A leading dairy analyst has predicted Victoria is on track for a record year of milk prices, based on early high prices offered by processors.
Several processors have increased their opening prices, most notably Colac's Bulla Dairy Foods, which is now 30 cents kilogram/Milk Solids on its mid-April offering.
Saputo Dairy Australia also raised its price last Friday, three days after opening, from $6.65 to $6.85.
Read more:Dairy processors' milk price battle
Fresh Agenda director Steve Spencer said several factors had contributed to these price adjustments but a major one was Bega's opening price being significantly higher than the other processors.
Bega's purchase of Lion altered the dynamics of processors having to publish as full as possible an opening price, as well as affecting the assumptions made about how competitors would act.
Bega has offered Riverina and northern Victorian farmers a weighted average price of $7/kg MS, with southern producers on $6.80/kg MS.
Most southern Victorian and SA suppliers would recieve an opening price, ranging from $6.50 kg/MS to $7.05 kg/MS, while in northern Victoria and the Riverina it would range from $6.70 kg/MS to $7.15 kg/MS.
Bega's opening price for northern suppliers is 45 cents higher than this time last year, while southern prices have increased by 40c.
"If [milk price] differences are revealed that expose a vulnerability, a response is warranted," Mr Spencer said.
He said Bega's strong opening price was a result of it becoming a very different business.
"It's now the largest buyer and showing leadership in pricing [due to] changed milk requirements in digesting Lion, which has altered its approach to pricing across regions," he said.
Mr Spencer said despite higher milk prices eating into product margins, and processors funding them through their balance sheets, it was still likely to be a record year for Victoria.
"The Dairy Code of Conduct probably urges companies to go for as full an opening as feasible, in balancing their risks," Mr Spencer said.
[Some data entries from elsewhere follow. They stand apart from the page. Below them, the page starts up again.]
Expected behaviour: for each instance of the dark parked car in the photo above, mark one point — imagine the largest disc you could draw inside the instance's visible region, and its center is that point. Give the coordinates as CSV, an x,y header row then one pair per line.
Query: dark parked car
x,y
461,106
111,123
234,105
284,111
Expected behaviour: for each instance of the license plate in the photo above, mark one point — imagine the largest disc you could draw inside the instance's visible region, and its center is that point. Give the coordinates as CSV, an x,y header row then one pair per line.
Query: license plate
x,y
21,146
"There are some processors, however, that have less risk of vulnerability to market movements that compete with those that do.
"Have we seen the end of it? Probably - nothing should surprise me, but we are certainly at the stretch of underlying commodity value of milk plus a margin."
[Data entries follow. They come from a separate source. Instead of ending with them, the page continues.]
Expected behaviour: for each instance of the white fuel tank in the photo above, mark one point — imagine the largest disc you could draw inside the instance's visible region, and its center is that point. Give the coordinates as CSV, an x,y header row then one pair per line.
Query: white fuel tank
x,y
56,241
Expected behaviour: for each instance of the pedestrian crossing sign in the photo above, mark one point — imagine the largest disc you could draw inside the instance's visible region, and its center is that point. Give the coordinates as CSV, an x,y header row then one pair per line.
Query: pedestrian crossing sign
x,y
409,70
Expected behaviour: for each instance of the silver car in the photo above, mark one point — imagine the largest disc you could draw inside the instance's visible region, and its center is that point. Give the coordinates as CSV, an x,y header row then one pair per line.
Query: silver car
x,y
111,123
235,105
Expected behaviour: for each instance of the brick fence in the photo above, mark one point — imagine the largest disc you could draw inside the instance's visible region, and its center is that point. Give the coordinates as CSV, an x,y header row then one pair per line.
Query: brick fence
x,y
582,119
He said some processors could afford more, but most couldn't,unless the market surged higher
"Not many would be prepared to take a punt on big things like the A$," he said.
Rabobank Senior Dairy analyst Michael Harvey said another revision of prices, prior to the season starting, was indicative of the milk pricing landscape.
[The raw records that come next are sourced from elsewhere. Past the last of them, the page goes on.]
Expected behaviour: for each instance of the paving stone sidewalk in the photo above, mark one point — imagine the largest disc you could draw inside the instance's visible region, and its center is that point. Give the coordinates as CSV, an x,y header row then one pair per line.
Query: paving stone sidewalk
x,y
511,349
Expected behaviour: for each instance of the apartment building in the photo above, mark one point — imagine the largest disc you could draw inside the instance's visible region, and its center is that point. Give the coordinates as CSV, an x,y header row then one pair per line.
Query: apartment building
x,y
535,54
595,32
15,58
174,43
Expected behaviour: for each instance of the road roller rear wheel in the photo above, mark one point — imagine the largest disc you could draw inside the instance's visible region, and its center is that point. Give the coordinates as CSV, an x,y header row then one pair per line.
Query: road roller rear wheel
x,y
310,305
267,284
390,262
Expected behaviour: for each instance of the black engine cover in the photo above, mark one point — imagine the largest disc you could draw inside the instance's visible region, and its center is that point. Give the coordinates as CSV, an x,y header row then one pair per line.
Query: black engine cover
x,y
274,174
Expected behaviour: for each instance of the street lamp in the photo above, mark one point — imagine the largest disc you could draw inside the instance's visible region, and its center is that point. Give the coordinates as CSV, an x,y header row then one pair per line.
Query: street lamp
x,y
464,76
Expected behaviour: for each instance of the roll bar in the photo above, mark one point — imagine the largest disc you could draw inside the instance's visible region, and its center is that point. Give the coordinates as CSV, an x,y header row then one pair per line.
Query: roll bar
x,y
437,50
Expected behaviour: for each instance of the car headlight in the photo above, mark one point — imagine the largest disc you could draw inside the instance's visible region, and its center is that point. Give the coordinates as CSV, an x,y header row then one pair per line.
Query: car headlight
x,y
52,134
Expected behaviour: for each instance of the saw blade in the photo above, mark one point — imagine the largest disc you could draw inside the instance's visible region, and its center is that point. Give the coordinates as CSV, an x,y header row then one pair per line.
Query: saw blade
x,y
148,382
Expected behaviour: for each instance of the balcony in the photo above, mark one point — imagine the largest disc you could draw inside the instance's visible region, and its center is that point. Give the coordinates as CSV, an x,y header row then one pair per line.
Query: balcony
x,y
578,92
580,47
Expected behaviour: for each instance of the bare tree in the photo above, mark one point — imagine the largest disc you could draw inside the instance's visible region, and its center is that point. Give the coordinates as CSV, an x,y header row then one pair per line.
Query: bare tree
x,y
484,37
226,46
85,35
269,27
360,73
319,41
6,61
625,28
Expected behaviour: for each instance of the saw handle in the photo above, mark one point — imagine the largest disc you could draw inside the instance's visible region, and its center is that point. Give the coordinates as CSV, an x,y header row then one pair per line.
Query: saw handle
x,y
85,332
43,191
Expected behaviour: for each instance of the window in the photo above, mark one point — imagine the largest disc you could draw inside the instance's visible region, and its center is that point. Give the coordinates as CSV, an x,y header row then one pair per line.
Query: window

"Companies are providing early price signals to help with planning and budgeting, but it is a very competitive market for milk and dairy companies need to meet the market," Mr Harvey said.
"It is a good reminder just how quickly the market for milk is evolving given the removal of Murray Goulburn's important role as cooperative price discovery mechanism."
He said while the weighted average prices already announced were not at record highs, they were a close second.
"This is a real positive for the sector as it will ensure good profitability for many farm businesses, when coupled with good seasonal conditions and affordable inputs," Mr Harvey said.
"Rabobank has modelled a milk price of $6.90 kg/MS for 2021/22.
"Given official milk prices are around this level, it does indicate there is less room for step-ups as the season progresses unless the global market outperforms expectations."
On the downside, it did leave dairy companies with a need to manage the risk as the season got underway, given they were locked in at these levels.
"The global pandemic was far from over, and there were still risks ahead for the global market especially this early out.
"But we did see the companies manage the risk well last year."